Clinton's commission had approved billions of dollars in projects, but many remained unfunded.

The United States delayed its entire donation of $1 billion in reconstruction money until 2011.

Less than $900 million of the donors' conference pledges was delivered.
The guys hanging in front of Aliodor's house still call him Ti-Lunet, but his glasses are long gone.

His hair has receded.

The afternoons are still baking hot, and tire fires from a daily protest burn black, acrid smoke nearby. Aliodor has criticism for everyone. He asks me to deliver a message to my country:

"I blame this on the United States, because the United States is the world power," he says. "Why would you accept for us to be living in poverty?"

If Dessalines were alive today, Aliodor says, he would lead the people in a revolution against the government, foreign soldiers and other foreigners who aren't helping. He hopes the spirits of the ancestors will come back and teach Haitians to be independent again.

"God is the only one we have hope in," he adds.

Aliodor pulls out a photo album from under the bed and flips through pictures taken before the quake.
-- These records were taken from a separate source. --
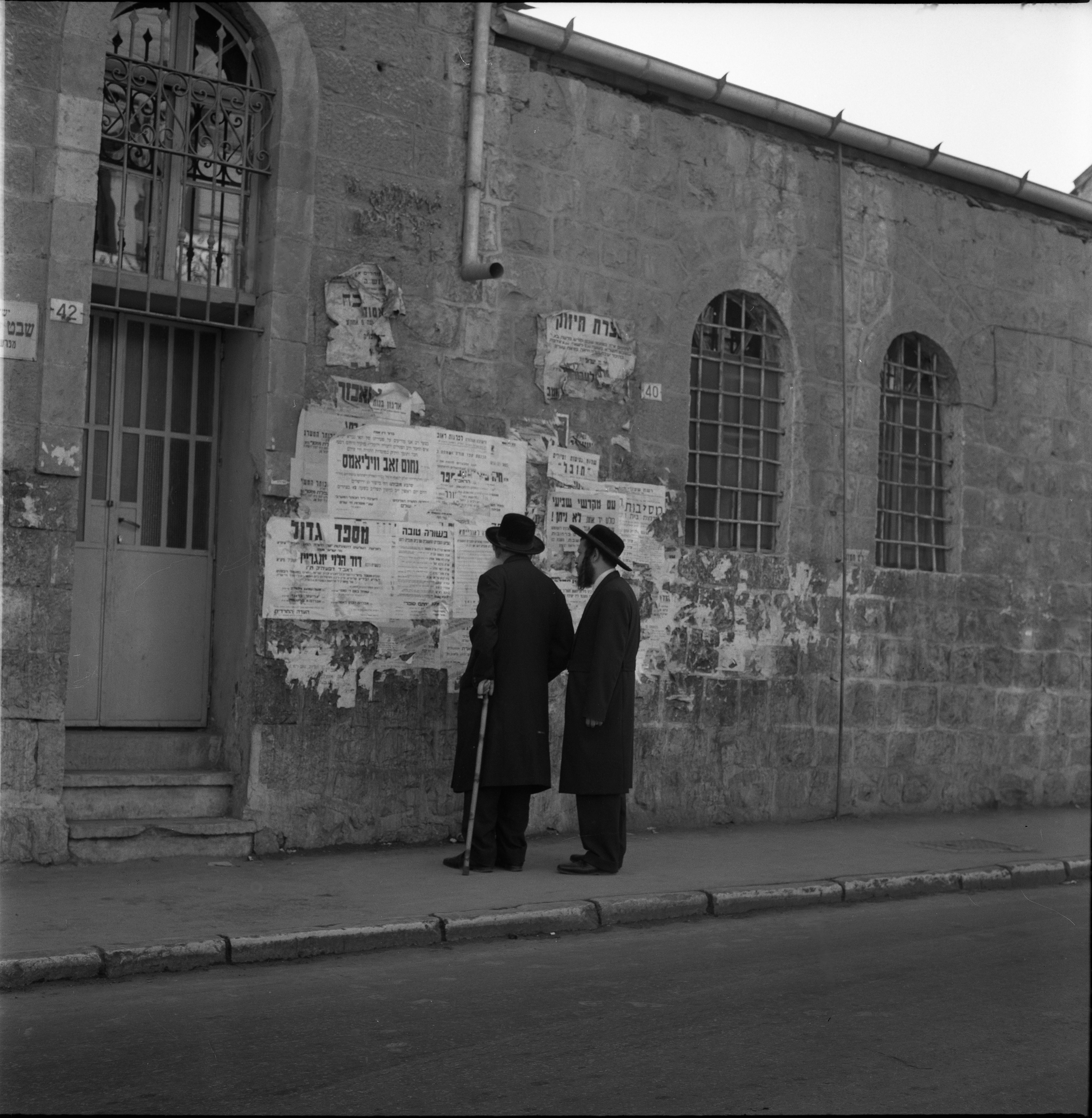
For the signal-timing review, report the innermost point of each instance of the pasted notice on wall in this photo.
(389, 404)
(20, 331)
(308, 469)
(361, 304)
(379, 572)
(572, 467)
(585, 356)
(397, 474)
(629, 509)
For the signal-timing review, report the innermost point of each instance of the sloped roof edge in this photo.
(633, 64)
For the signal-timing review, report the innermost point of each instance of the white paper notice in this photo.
(308, 479)
(584, 356)
(473, 558)
(328, 571)
(360, 304)
(389, 404)
(480, 478)
(383, 473)
(572, 467)
(424, 562)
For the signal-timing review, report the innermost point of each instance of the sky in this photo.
(1005, 85)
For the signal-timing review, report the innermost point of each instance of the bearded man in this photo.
(597, 753)
(520, 640)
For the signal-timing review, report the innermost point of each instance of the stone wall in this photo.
(963, 689)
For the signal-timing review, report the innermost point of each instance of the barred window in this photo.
(185, 138)
(735, 425)
(910, 509)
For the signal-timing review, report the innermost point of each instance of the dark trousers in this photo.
(500, 823)
(603, 830)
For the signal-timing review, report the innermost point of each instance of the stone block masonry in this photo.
(967, 688)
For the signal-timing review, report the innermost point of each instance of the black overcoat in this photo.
(521, 640)
(600, 761)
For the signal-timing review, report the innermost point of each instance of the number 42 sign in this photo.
(65, 310)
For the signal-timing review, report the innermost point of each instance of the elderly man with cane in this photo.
(597, 753)
(520, 640)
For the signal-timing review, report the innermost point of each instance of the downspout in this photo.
(473, 269)
(845, 482)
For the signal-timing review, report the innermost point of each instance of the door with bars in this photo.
(144, 572)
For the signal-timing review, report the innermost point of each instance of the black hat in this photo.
(604, 540)
(516, 534)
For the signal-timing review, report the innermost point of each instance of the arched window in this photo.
(735, 425)
(910, 508)
(184, 140)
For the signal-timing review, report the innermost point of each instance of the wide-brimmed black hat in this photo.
(516, 534)
(604, 540)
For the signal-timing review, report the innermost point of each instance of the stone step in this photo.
(129, 840)
(141, 749)
(146, 795)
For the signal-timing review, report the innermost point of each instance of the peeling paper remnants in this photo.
(391, 404)
(584, 356)
(361, 304)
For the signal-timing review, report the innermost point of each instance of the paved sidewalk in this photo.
(54, 911)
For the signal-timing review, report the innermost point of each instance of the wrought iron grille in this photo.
(910, 509)
(735, 426)
(185, 133)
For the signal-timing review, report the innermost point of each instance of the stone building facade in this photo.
(791, 682)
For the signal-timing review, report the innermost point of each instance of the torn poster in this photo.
(383, 473)
(629, 509)
(391, 404)
(326, 570)
(584, 356)
(398, 473)
(308, 470)
(360, 304)
(572, 467)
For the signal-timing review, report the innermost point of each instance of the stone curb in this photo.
(531, 921)
(653, 907)
(306, 945)
(743, 899)
(522, 921)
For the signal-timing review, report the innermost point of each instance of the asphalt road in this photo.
(961, 1003)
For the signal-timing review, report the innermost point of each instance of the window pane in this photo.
(100, 476)
(183, 382)
(135, 369)
(131, 450)
(156, 417)
(178, 493)
(152, 506)
(82, 511)
(203, 479)
(104, 369)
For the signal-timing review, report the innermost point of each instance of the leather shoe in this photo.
(457, 864)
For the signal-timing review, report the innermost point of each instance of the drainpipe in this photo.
(473, 269)
(845, 483)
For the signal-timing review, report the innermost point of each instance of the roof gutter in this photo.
(678, 79)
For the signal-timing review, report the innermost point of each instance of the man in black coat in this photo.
(597, 753)
(520, 640)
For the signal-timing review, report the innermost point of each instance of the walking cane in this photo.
(478, 777)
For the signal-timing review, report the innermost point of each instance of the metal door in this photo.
(144, 573)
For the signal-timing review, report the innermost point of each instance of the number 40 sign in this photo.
(66, 310)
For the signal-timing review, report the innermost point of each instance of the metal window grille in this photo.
(910, 510)
(735, 426)
(185, 138)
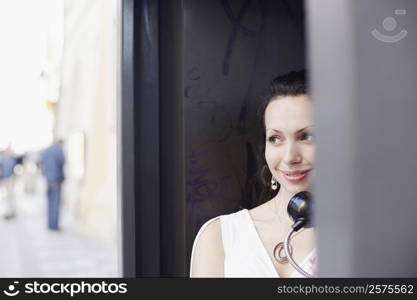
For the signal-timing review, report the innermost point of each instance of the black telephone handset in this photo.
(299, 209)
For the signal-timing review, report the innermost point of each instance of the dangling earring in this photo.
(274, 183)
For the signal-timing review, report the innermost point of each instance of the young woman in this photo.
(242, 244)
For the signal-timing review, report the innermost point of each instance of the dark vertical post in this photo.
(140, 149)
(173, 250)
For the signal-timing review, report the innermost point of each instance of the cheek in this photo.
(272, 156)
(309, 154)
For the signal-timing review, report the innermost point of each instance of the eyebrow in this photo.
(295, 132)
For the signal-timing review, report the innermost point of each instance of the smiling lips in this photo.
(295, 176)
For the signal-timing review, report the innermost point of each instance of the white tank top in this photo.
(245, 254)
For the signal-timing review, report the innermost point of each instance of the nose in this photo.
(292, 154)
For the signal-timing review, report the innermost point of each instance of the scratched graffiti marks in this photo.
(237, 26)
(215, 122)
(202, 183)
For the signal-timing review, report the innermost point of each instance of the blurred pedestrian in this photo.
(7, 163)
(52, 163)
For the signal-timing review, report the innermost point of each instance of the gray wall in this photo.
(365, 97)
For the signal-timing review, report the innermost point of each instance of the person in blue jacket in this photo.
(52, 164)
(7, 179)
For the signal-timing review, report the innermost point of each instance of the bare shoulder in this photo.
(207, 259)
(261, 212)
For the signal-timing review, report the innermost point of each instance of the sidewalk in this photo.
(28, 249)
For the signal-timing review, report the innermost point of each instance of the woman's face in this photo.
(289, 145)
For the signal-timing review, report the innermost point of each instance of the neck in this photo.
(279, 206)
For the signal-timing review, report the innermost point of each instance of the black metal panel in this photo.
(173, 251)
(140, 143)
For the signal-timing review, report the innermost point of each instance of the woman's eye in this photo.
(307, 137)
(275, 139)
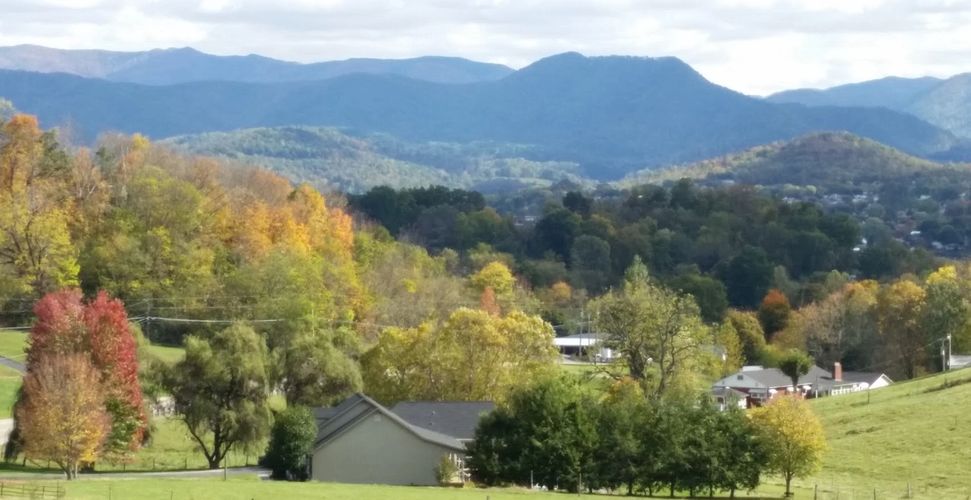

There is Manette, in a nursing uniform. And there he is, fit and muscular, a gold cross hanging from his neck and nearly brushing the guitar in his confident hands.

He looks down at his stringy arms. They look like someone else's.

Afternoon shadows come upon the tens of thousands of tents in the central plaza. Soon the people will be shrouded in darkness, just as they were on that night almost a year ago.

Beside them, the national palace lies cracked upon the lawn. There's a gaping hole in the middle.